Spätestens wenn man mit einem schizophrenen Menschen spricht, wird einem die Spaltung seiner Seele durch die Zerfahrenheit seiner Sprache auffallen. Zusammenhanglos werden Sätze aneinandergereit, einzelne Wörter oder Wortfetzen inmitten eines Satzes genügen um bereits eine neue Aussage zu beginnen. Da es ihnen, durch das Phänomen des Gedankenstops, nicht möglich ist Sätze zu Ende zu führen, haben sie häufig das Gefühl, dass eine äußere Macht sie daran hindert. Erschwerend zu den bereits spärlich miteinander assoziierten, in Worten gefasste, Gedankenfetzen, kommen Neologismen, also Wortneuschöpfungen als weiteres Hinderniss hinzu. Beispielsweise könnten die Wörter „Essen“ und „Hunger“ zu dem Neologismus „Esger“ verschmolzen werden, was nun wie jedes andere Wort im Satzgebilde verwendet wird.
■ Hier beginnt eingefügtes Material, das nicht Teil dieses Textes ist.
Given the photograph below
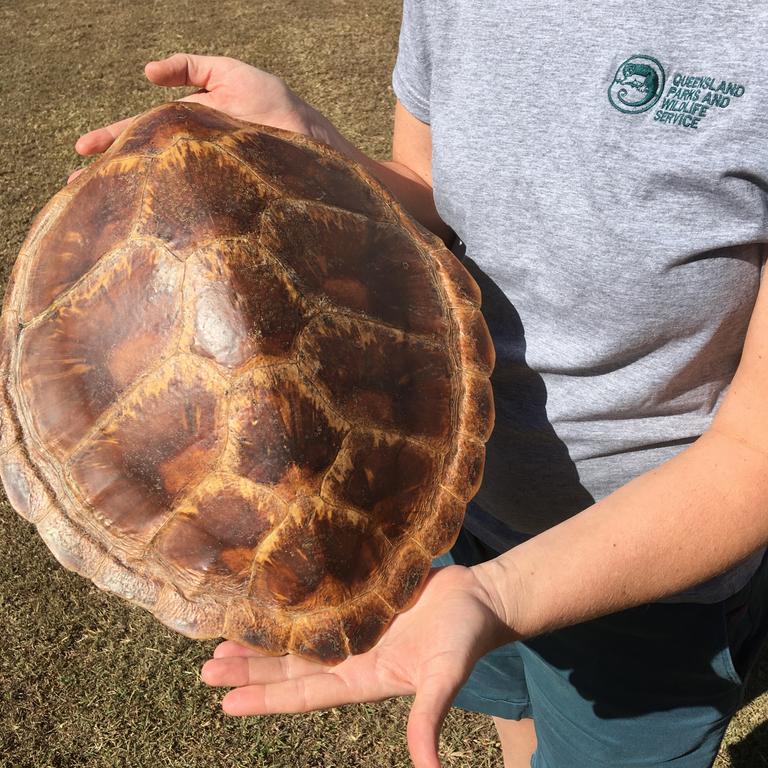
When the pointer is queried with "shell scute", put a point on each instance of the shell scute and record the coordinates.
(242, 388)
(166, 434)
(351, 262)
(99, 215)
(92, 347)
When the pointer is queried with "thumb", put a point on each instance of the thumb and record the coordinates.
(188, 69)
(431, 705)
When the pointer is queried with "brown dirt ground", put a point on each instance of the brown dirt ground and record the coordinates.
(86, 680)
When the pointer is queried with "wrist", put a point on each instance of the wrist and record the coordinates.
(503, 588)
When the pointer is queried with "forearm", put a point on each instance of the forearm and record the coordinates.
(682, 523)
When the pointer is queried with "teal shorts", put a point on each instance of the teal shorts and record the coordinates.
(650, 686)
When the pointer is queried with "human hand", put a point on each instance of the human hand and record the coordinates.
(429, 650)
(229, 85)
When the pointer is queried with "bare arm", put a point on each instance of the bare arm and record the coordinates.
(678, 525)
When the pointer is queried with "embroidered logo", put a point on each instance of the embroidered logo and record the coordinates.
(637, 85)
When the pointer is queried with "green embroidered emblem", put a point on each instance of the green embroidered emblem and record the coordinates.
(638, 84)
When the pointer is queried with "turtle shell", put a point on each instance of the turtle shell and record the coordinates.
(242, 388)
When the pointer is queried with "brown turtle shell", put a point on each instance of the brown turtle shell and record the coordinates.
(241, 387)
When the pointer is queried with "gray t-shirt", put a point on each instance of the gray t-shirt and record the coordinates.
(606, 165)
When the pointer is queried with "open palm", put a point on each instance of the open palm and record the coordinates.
(429, 650)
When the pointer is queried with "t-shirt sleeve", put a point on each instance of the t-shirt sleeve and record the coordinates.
(412, 75)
Somit ergibt sich eine Bizarrheit der Sprache, die für den Außenstehenden absolut unverständlich ist und sich jedem sinnvollen Inhalt entbährt.

Ichstörungen

Die Ichstörung ist ein äußerst schwer zu umreißendes Symptom. Im Endeffekt beschreibt es das Gefühl, dass die erlebte Realität nicht wahr ist, sie wird nicht als wirklich erlebt. Es zeugt auch von der mangelnden Fähigkeit sich von der Außenwelt abzugrenzen. Auch das so genannte „Gedankenlautwerden“ fällt in den Bereich der Ichstörung. Beim „Gedankenlautwerden“ haben die Betroffenen das Gefühl, dass sie ihre Gedanken nicht geheim halten würden und das Gegenüber ihn in einer gewissen Art und Weise lenkt.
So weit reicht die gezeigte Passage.